Avoid getting sick on a cruise and learn how to handle cruise ship illness with these tips
Avoid getting sick on a cruise and learn how to handle cruise ship illness with these tips (Photo credit: Depositphotos.com)

1. Wash hands often.

The best way to avoid getting sick on a cruise is to wash your hands often with warm water and soap. When a sink isn’t available while on an excursion or if you don’t feel like running to a restroom every 10 minutes, use hand sanitizer instead. Most cruise lines are vigilant about having guests use hand sanitizer when entering restaurants.

I suggest bringing a travel bottle of antibacterial gel to the ship’s restaurants. After loading up plates with food from the buffet (and touching serving utensils handled by dozens of others), cleanse your hands again before eating.

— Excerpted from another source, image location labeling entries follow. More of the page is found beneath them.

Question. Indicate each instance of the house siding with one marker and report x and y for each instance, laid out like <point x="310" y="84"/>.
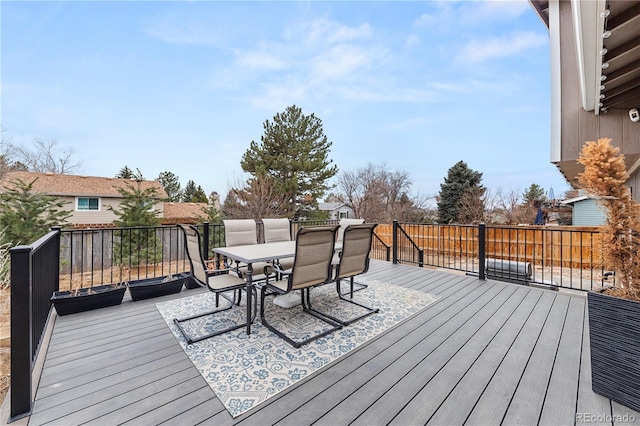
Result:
<point x="579" y="126"/>
<point x="588" y="213"/>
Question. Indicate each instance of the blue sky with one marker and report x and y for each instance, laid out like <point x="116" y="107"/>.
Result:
<point x="186" y="86"/>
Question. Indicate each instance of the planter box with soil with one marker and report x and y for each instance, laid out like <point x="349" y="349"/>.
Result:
<point x="158" y="286"/>
<point x="85" y="299"/>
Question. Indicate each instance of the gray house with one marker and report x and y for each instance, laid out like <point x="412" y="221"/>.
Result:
<point x="586" y="210"/>
<point x="337" y="210"/>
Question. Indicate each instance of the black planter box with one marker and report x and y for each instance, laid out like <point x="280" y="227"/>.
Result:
<point x="192" y="283"/>
<point x="158" y="286"/>
<point x="86" y="299"/>
<point x="615" y="348"/>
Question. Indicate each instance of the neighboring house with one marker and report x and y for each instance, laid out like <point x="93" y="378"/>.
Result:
<point x="586" y="210"/>
<point x="595" y="80"/>
<point x="183" y="213"/>
<point x="337" y="210"/>
<point x="88" y="198"/>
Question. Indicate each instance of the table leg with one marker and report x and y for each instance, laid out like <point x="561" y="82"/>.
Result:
<point x="249" y="292"/>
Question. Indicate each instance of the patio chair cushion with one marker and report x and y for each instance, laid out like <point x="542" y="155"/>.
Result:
<point x="240" y="232"/>
<point x="276" y="230"/>
<point x="343" y="225"/>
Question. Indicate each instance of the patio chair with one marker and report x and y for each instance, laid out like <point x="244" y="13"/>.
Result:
<point x="217" y="281"/>
<point x="278" y="230"/>
<point x="354" y="260"/>
<point x="343" y="225"/>
<point x="336" y="259"/>
<point x="311" y="267"/>
<point x="241" y="232"/>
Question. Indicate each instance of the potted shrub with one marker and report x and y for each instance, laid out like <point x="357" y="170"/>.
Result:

Washing hands is one of the easiest and most effective ways to avoid cruise illness
Washing hands is one of the easiest and most effective ways to stay healthy while cruising (Photo credit: turgayada.hotmail.com, Depositphotos.com)

2. Notify the cruise ship’s medical staff.

It is important to notify your cruise ship’s medical team as soon as someone in your cabin becomes ill. Then you or your sick travel mate can get the medical care needed and be on the mend as quickly as possible.

Inform the infirmary of any vomiting, diarrhea, cough, sore throat, fever, and loss of taste or smell. This will help to contain the illness and avoid a ship-wide outbreak. Additionally, if the symptoms can be traced back to a particular food eaten on board the ship, then the cruise personnel can avoid serving it again to stop the spread of food-borne illness.

You may feel wary about letting cruise staff know about the illness because you’ve heard that your entire family will be quarantined for the duration of your cruise. That’s not necessarily true. If it is deemed necessary, quarantine length and requirements will depend on the illness and your cruise line’s policy.

Inform the ship's medical staff of any cruise ship illness
Inform the ship’s medical staff of any cruise ship illness (Photo credit: psphotography, Depositphotos.com)

3. Visit the infirmary.

Once you notify medical staff that you or a family member has symptoms of a cruise ship illness, they will insist on seeing the patient. I informed the ship’s infirmary from our stateroom phone that my daughter was too nauseated to walk to the ship’s infirmary. Instead, a cruise staff member came to our stateroom to transport her via wheelchair, with seasickness bags in hand just in case.

Cruise ship interior hallway
Don’t be afraid to ask for assistance to the infirmary if needed (Photo credit: Deaurinko, Depositphotos.com)

4. Follow quarantine rules.

When my daughter came down with Norovirus during our cruise, she and one adult were instructed to remain in our stateroom for 24 hours after the last time she vomited. The whole family was NOT confined. In fact, after the one-day quarantine, my daughter was back to her healthy self and ready to explore our next port of call.

If you are quarantined for a portion of your cruise, then you will not be permitted to exit the ship for that time period. Who wants to be running around when feeling sick anyway? It’s better to rest up and get well so you can make the most of your remaining vacation days. Additionally, it is common for cruise lines to offer a discount on your next cruise based on the number of days quarantined.

Be prepared to spend a lot of time in your stateroom during a quarantine
Be prepared to spend a lot of time in your stateroom during a ship quarantine (Photo credit: Paha_L, Depositphotos.com)

5. Don’t fear the anti-nausea injection.

After my daughter returned from the ship’s medical center, my husband informed me that the nurse had wanted to give her an anti-nausea injection. As a protective dad who thought his young daughter had been through enough, he refused. But I insisted she go back to the infirmary and get that shot!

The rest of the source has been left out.